The feud centers around the fate of the old house of Singapore's first premier and the father of Prime Minister Lee Hsien Loong.
"I disagree with the disciplinary tribunal's report and will fight this strongly when it is heard in open court," said Lee Suet Fern, a lawyer who is married to the prime minister's younger brother. The brother, Lee Hsien Yang, and sister, Lee Wei Ling, want the house to eventually be demolished in accordance with what they said was their father's wishes in his will.
But the prime minister has questioned whether his father really wanted the home, near bustling Orchard Road shopping district, to be knocked down.
The Attorney General's Chambers last year referred to the Law Society a case of "possible professional misconduct" over the involvement of Lee Suet Fern in the will as her husband was one of the beneficiaries.
The tribunal in its findings last week said it found that the charges against her have been proven beyond reasonable doubt and there was cause for disciplinary action.
It said that even if she had not been the senior Lee's lawyer, she misled him, and procured his execution of the will on the basis of misrepresentations.
In her defense, her lawyers said Lee Kuan Yew was never her client and she was not instructed by him over the will.
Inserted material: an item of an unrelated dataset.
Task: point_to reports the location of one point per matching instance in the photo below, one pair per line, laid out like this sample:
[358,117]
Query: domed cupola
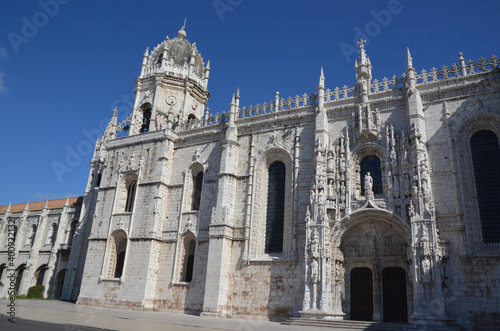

She was merely assisting in a family matter at the request of her husband, they added.
Her case will be referred to the Court of Three Judges, the highest disciplinary body to deal with lawyers' misconduct, and she could face a fine, suspension or be disbarred as a lawyer, the newspaper Straits Times reported.
Her husband shared his sister's Facebook post that criticized the decision. He has previously said his wife "was never Lee Kuan Yew's lawyer."
Singapore's general election must be held by early next year.